Does it all mean as much to us today? Just seeing a few stars in the night sky can be difficult when we live in and around big, bright-lit cities (or just any bright-lit area for that matter). They’re white dots on a black backdrop for things that occurred long ago in a galaxy far away, and sometimes the subject of pop songs; we all know “Twinkle Twinkle Little Star”, “When You Wish Upon a Star” and “Airplane” by Rihanna and B.o.B. The definition of “star” these days isn’t limited to celestial bodies anymore. Stars are all over Hollywood, and signal fortune or trouble (if you follow astrology). We see stars (the idiomatic reference is not intentional) and the skies so much differently in this day and age, even though we can see more than ever before. You don’t have to be an astronaut or work with NASA to see all the amazing wonders beyond our planet. There are many ways the info gathered by the experts is readily accessed by the general public. If you’re a college student, enroll in an Astronomy class if your school offers one. Participate in an Astronomical group if there’s one in your community. Or, even simpler, find some resources through the internet. Seeing and understanding the universe for what it really is great for personal enrichment. Here’s what can come of it:
- You’ll gain a sense of direction-Technology will never fail us, and we may never find ourselves in uncharted wilderness. But in the off-chance our modern devices are unreliable in the middle of nowhere, knowing some things about the orientation of the stars and the sun might help you get from that kind of situation to assistance and safety.
- You’ll better understand the universe-The galaxy, the universe, and the solar system are all different terms and concepts. Earth’s distance from the sun has nothing to do with the four seasons. Milky Way is more than a candy bar, and outer space is not just some white light in black nothing-ness. These are but a few things that the average person misunderstands or is ignorant to in the subject of astronomical matters. Astronomy teaches the truth about these things, and you’ll be amazed by what is really out there beyond our planet!
- You can see other worlds…quite literally!-A study in Astronomy wouldn’t be complete without a look at the planets. Satellites and spacecraft have made it possible to have a look at them, and the images developed can be accessed quite easily. If you don’t have an astronomy textbook to look at, Google Images and even Google Earth can help you get closer to our solar system.
- You’ll discover Astrophotography-This happened to me in my own engagement in an Astronomy course. Simply put, it’s Astronomy in art form. Astrophotographers are connected with the scientific community; so much of what is seen and known about the subject is made possible by them. Search astrophotography on Google images, or even on other platforms like Pinterest or Tumblr, and you’ll find some pretty incredible sights captured by them!
For centuries, civilizations have thrived on and marveled at the phenomena of the universe; and centuries of study and technological advances have brought about greater understanding of the skies we see. The world is our oyster, as it’s been said, but the universe which holds our world is a deep sea full of many other wondrous things to know and explore. If you’re interested in learning about Astronomical subjects, here are some other resources to help you get started:
NASA Astronomy Picture of the Day (APOD): Every day, NASA posts interesting new pictures of sky and celestial phenomena. This collection has been running for eighteen years. There’s an (APOD) app available for most personal devices. While most images have come from NASA and astrophotographers, you could make a submission if you wanted. (info on that here.)
Hubblesite.org-This site has all things related to the ventures of the Hubble Telescope. You can find authentic pictures from the spacecraft, information on its discoveries, resources for more research and study, and even news on Hubble’s future replacement spacecraft, the Webb Telescope.

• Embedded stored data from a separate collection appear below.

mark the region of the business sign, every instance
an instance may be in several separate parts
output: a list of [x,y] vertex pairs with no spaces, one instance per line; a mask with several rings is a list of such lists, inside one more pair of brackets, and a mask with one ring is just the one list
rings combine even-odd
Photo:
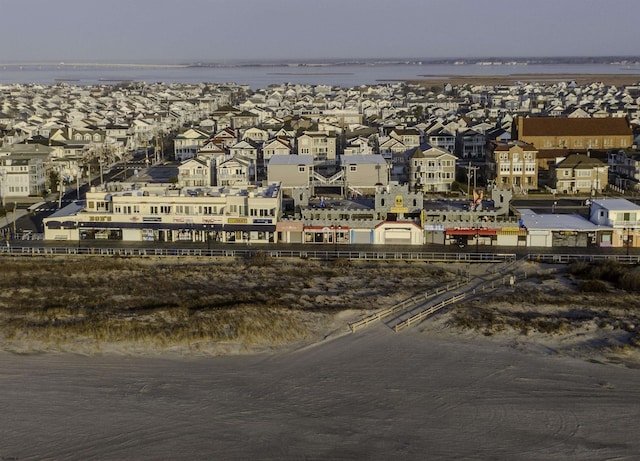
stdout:
[[229,218],[227,222],[229,224],[247,224],[247,218]]
[[271,224],[272,220],[271,219],[254,219],[253,223],[254,224]]

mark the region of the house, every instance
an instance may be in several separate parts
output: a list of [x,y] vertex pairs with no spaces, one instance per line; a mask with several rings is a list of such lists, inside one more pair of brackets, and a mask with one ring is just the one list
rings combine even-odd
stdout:
[[269,133],[255,126],[246,129],[242,134],[243,141],[249,140],[257,145],[262,145],[267,139],[269,139]]
[[256,168],[253,159],[231,157],[216,166],[216,185],[242,187],[255,180]]
[[389,183],[389,164],[377,154],[345,155],[340,158],[345,192],[352,196],[373,195]]
[[456,149],[456,131],[441,127],[427,133],[427,142],[430,146],[441,147],[451,153]]
[[500,142],[487,155],[486,176],[500,189],[538,189],[538,150],[522,141]]
[[223,128],[216,132],[211,141],[225,148],[229,148],[238,142],[238,135],[232,128]]
[[554,168],[554,188],[560,193],[595,194],[609,184],[609,166],[584,154],[571,154]]
[[463,159],[484,158],[486,137],[483,133],[473,128],[467,128],[458,133],[456,137],[456,155]]
[[184,161],[195,157],[198,149],[209,140],[209,135],[197,128],[189,128],[173,138],[173,154],[176,160]]
[[417,128],[394,128],[389,136],[402,142],[407,148],[418,147],[422,143],[422,133]]
[[281,138],[274,138],[262,146],[262,156],[265,166],[269,165],[269,161],[275,155],[291,155],[291,145],[289,142]]
[[594,224],[608,226],[610,233],[601,235],[601,246],[629,248],[640,246],[640,206],[625,199],[594,199],[589,208]]
[[390,161],[393,157],[393,154],[399,154],[401,152],[406,152],[408,150],[408,146],[406,146],[402,141],[398,141],[396,138],[387,138],[380,139],[380,155],[387,160]]
[[296,139],[298,155],[312,155],[316,163],[336,163],[337,139],[335,134],[306,131]]
[[295,188],[309,189],[313,179],[313,156],[274,155],[269,160],[267,178],[279,182],[283,194],[291,195]]
[[614,176],[615,185],[622,189],[637,189],[640,183],[640,151],[637,149],[616,149],[609,151],[609,172]]
[[178,166],[178,185],[180,187],[210,187],[211,168],[199,158],[185,160]]
[[411,190],[449,192],[456,178],[456,157],[449,151],[428,144],[408,155]]

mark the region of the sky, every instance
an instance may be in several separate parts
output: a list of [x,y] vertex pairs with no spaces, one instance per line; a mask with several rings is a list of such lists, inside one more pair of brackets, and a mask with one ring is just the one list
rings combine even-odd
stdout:
[[0,0],[0,62],[640,55],[638,0]]

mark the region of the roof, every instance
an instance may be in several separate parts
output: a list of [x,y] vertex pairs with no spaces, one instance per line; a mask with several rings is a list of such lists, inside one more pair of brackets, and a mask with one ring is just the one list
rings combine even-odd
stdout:
[[522,225],[527,230],[549,230],[549,231],[595,231],[608,227],[598,226],[587,218],[578,214],[537,214],[535,211],[518,209]]
[[593,205],[599,206],[606,210],[620,210],[620,211],[638,211],[640,205],[623,199],[623,198],[607,198],[607,199],[594,199],[591,201]]
[[528,117],[520,119],[519,137],[524,136],[631,136],[624,117],[556,118]]
[[313,165],[313,155],[274,155],[269,165]]
[[340,163],[342,165],[386,165],[387,161],[382,157],[382,155],[378,154],[355,154],[341,156]]
[[588,168],[592,169],[595,167],[605,167],[608,166],[602,160],[597,158],[589,157],[588,155],[582,154],[572,154],[565,158],[563,161],[556,165],[556,168]]

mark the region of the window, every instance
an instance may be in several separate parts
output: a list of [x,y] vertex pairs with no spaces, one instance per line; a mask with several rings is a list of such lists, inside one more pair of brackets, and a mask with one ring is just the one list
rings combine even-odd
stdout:
[[357,168],[356,165],[349,165],[349,171],[357,171]]

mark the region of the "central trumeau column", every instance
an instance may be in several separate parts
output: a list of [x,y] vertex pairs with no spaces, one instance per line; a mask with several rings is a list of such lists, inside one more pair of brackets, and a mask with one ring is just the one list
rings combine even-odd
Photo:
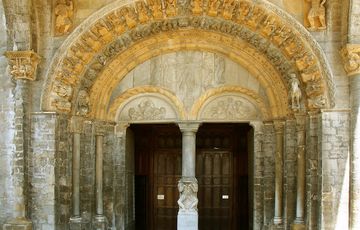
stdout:
[[180,123],[179,127],[182,132],[182,177],[178,184],[180,198],[177,229],[198,230],[198,182],[195,178],[195,165],[199,123]]

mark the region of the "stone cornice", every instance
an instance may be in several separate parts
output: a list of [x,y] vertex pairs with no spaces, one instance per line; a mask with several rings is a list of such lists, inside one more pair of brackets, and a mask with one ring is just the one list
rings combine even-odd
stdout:
[[25,79],[34,81],[36,79],[36,68],[40,56],[32,50],[6,51],[5,57],[10,66],[10,75],[13,79]]
[[360,44],[347,44],[340,53],[346,74],[348,76],[360,74]]

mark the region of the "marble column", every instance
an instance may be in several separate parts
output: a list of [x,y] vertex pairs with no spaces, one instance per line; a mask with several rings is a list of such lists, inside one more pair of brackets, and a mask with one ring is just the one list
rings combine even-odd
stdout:
[[106,123],[97,121],[95,125],[95,189],[96,189],[96,215],[93,221],[94,230],[107,229],[107,219],[104,216],[103,200],[103,145]]
[[70,119],[72,133],[72,216],[70,229],[81,229],[80,214],[80,139],[84,130],[84,119],[73,116]]
[[350,78],[350,229],[360,229],[360,44],[347,44],[341,54]]
[[305,114],[297,113],[296,143],[297,143],[297,179],[296,179],[296,217],[292,230],[305,230]]
[[274,121],[276,133],[275,152],[275,212],[274,224],[283,223],[283,149],[284,149],[284,121]]
[[197,192],[195,178],[196,132],[199,123],[179,123],[182,132],[182,177],[178,183],[180,198],[177,217],[178,230],[198,230]]
[[31,82],[36,79],[39,56],[33,51],[7,51],[9,72],[15,88],[15,153],[13,158],[14,218],[3,225],[4,230],[32,229],[27,204],[27,155],[30,140]]

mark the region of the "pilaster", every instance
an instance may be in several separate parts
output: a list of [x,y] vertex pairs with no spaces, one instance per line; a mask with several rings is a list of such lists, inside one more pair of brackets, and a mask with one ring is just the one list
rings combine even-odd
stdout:
[[36,68],[39,56],[30,50],[7,51],[9,70],[12,79],[16,82],[15,88],[15,116],[16,116],[16,149],[14,156],[14,187],[16,191],[15,218],[5,223],[4,230],[32,229],[32,222],[27,217],[27,157],[30,140],[30,106],[31,82],[36,79]]
[[360,44],[347,44],[341,55],[350,78],[350,229],[360,229]]

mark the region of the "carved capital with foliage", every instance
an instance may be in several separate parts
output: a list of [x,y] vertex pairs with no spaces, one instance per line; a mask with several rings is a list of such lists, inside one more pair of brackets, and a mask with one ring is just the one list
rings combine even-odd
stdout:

Astronomy.com-Check out the world’s best-selling Astronomy magazine. Subscribe to a newsletter, get a digital, or physical copy.
Skyandtelescope.com-an affiliate of the PBS program SkyWeek.
Google Earth-Google Earth has features that can let you look at the constellations, the moon, and Mars. Like on the Earth setting, there’s a lot to interact with.
StarofBethlehem.net-If you’re interested in the Biblical account of the star I mentioned earlier, this DVD and project explains the significance and Biblical references relating to the stars.